Calculates input accuracy of (i) amortiser, (ii) generator, and (iii) hybrid (amortiser + generator). Also returns output predictions (e.g. of an image given a label) with a feedforward pass of the generator.

Note

The input and output of the generator are the output and input of the amortiser, respectively.

Main arguments:

  • generator: List of callable layers for the generative model.
  • amortiser: List of callable layers for model amortising the inference of the generator.
  • output: Observation or target of the generative model.
  • input: Optional prior of the generator, target for the amortiser.
  • key: jax.random.PRNGKey for random initialisation of activities.
  • layer_sizes: Dimension of all layers (input, hidden and output).
  • batch_size: Dimension of data batch for initialisation of activities.

Other arguments:

  • sigma: Standard deviation for Gaussian to sample activities from.
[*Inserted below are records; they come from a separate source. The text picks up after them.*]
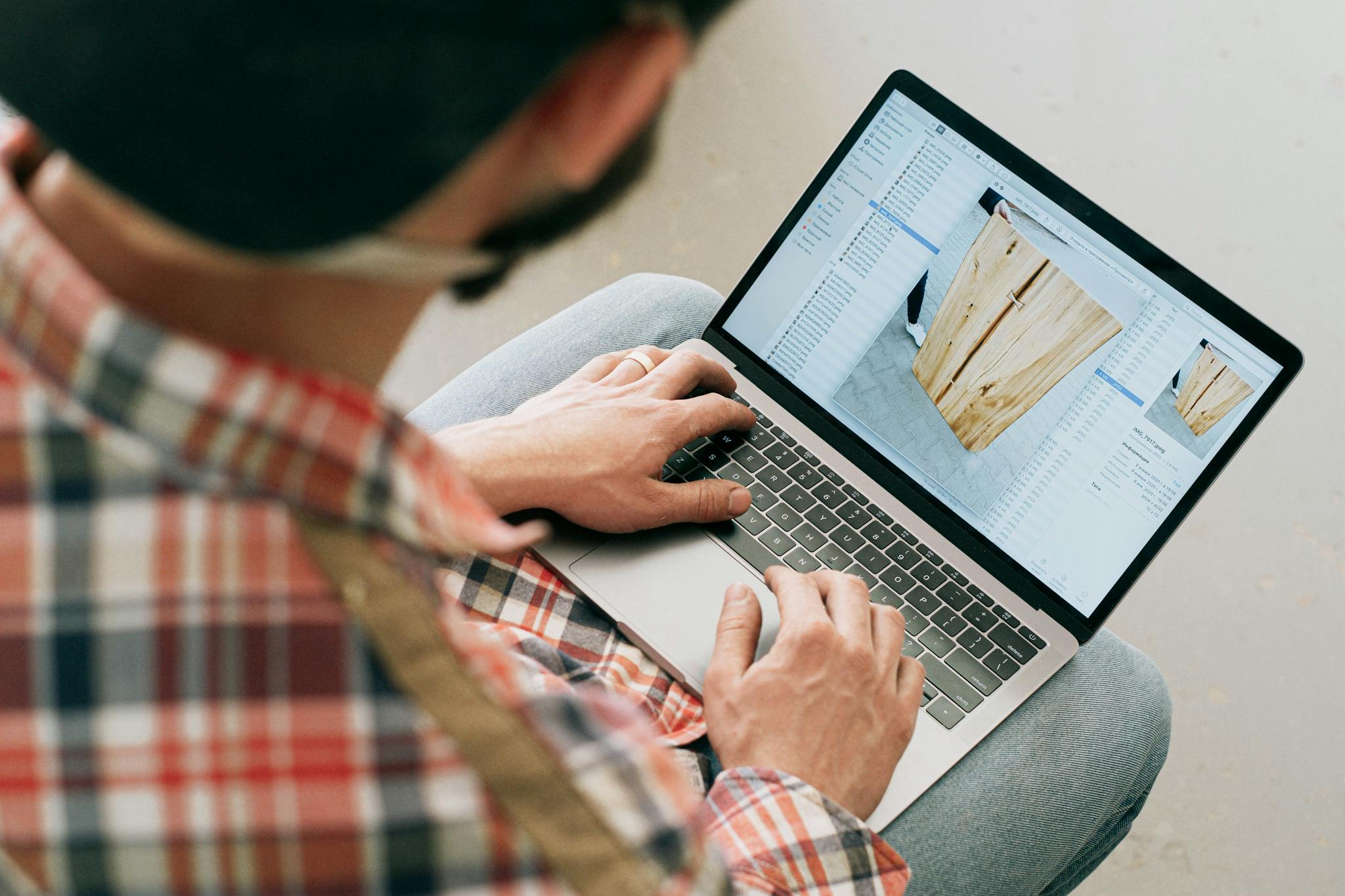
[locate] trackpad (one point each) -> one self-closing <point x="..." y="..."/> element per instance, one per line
<point x="666" y="589"/>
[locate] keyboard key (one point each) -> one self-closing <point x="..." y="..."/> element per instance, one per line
<point x="753" y="522"/>
<point x="927" y="553"/>
<point x="745" y="545"/>
<point x="1009" y="641"/>
<point x="951" y="684"/>
<point x="915" y="622"/>
<point x="969" y="668"/>
<point x="957" y="576"/>
<point x="780" y="456"/>
<point x="883" y="594"/>
<point x="772" y="479"/>
<point x="808" y="536"/>
<point x="856" y="570"/>
<point x="854" y="515"/>
<point x="938" y="643"/>
<point x="762" y="496"/>
<point x="728" y="440"/>
<point x="829" y="496"/>
<point x="822" y="517"/>
<point x="735" y="473"/>
<point x="877" y="535"/>
<point x="854" y="495"/>
<point x="749" y="458"/>
<point x="904" y="555"/>
<point x="979" y="617"/>
<point x="682" y="463"/>
<point x="758" y="437"/>
<point x="871" y="558"/>
<point x="954" y="597"/>
<point x="974" y="643"/>
<point x="805" y="475"/>
<point x="848" y="539"/>
<point x="712" y="456"/>
<point x="923" y="599"/>
<point x="834" y="557"/>
<point x="929" y="575"/>
<point x="798" y="499"/>
<point x="802" y="561"/>
<point x="948" y="621"/>
<point x="946" y="712"/>
<point x="785" y="516"/>
<point x="1000" y="664"/>
<point x="898" y="580"/>
<point x="778" y="542"/>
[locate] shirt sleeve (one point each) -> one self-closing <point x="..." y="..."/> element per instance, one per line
<point x="779" y="834"/>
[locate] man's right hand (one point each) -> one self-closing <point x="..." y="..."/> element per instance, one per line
<point x="833" y="702"/>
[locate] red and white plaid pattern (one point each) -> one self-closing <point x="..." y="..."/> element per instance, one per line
<point x="185" y="706"/>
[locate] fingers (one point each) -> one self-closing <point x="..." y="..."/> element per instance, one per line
<point x="627" y="370"/>
<point x="736" y="637"/>
<point x="798" y="595"/>
<point x="709" y="414"/>
<point x="910" y="683"/>
<point x="701" y="501"/>
<point x="684" y="371"/>
<point x="848" y="603"/>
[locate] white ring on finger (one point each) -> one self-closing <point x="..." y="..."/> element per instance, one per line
<point x="642" y="359"/>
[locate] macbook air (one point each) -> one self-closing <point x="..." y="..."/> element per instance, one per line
<point x="977" y="391"/>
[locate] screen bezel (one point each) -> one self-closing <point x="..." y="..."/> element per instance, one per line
<point x="951" y="526"/>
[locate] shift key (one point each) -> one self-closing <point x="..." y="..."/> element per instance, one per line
<point x="951" y="684"/>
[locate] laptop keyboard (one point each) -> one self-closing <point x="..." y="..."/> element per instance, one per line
<point x="805" y="515"/>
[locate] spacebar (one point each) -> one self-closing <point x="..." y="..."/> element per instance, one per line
<point x="747" y="547"/>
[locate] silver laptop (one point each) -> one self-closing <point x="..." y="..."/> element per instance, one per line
<point x="977" y="391"/>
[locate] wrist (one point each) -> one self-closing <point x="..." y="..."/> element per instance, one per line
<point x="481" y="452"/>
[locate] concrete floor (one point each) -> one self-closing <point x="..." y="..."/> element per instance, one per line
<point x="1212" y="127"/>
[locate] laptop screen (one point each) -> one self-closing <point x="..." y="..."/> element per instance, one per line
<point x="1048" y="389"/>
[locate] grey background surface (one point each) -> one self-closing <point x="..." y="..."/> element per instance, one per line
<point x="1215" y="129"/>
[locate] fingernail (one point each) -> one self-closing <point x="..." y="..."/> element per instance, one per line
<point x="739" y="501"/>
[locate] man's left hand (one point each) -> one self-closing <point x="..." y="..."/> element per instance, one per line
<point x="594" y="448"/>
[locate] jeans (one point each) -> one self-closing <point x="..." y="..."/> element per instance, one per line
<point x="1047" y="796"/>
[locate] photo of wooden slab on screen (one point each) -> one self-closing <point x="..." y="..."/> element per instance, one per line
<point x="1211" y="391"/>
<point x="1012" y="326"/>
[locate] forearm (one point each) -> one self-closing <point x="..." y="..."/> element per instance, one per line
<point x="780" y="834"/>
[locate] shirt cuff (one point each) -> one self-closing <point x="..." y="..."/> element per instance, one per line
<point x="779" y="833"/>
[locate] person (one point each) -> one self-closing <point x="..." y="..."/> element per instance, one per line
<point x="992" y="203"/>
<point x="217" y="223"/>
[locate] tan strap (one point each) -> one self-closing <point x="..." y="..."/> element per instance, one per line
<point x="526" y="778"/>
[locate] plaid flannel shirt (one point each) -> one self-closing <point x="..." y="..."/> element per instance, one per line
<point x="185" y="706"/>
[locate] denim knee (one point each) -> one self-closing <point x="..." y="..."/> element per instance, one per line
<point x="684" y="307"/>
<point x="1147" y="706"/>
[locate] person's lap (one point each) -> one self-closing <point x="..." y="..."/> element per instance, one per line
<point x="1039" y="803"/>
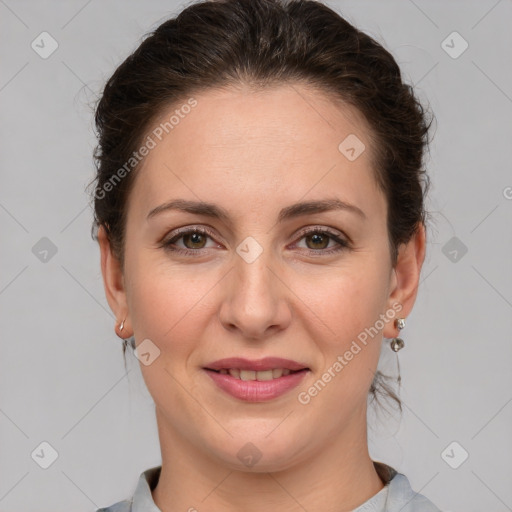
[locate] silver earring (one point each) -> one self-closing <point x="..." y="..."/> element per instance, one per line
<point x="397" y="344"/>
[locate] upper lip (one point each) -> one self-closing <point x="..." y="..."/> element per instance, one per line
<point x="267" y="363"/>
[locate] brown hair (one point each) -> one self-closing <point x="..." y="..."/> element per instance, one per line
<point x="220" y="43"/>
Defaults to 5e-2.
  • ode_solver: Diffrax ODE solver to be used. Default is Heun, a 2nd order explicit Runge--Kutta method.
  • max_t1: Maximum end of integration region (500 by default).
  • dt: Integration step size. Defaults to None since the default stepsize_controller will automatically determine it.
  • stepsize_controller: diffrax controller for step size integration. Defaults to PIDController. Note that the relative and absolute tolerances of the controller will also determine the steady state to terminate the solver.

Returns:

Accuracies of all models and output predictions.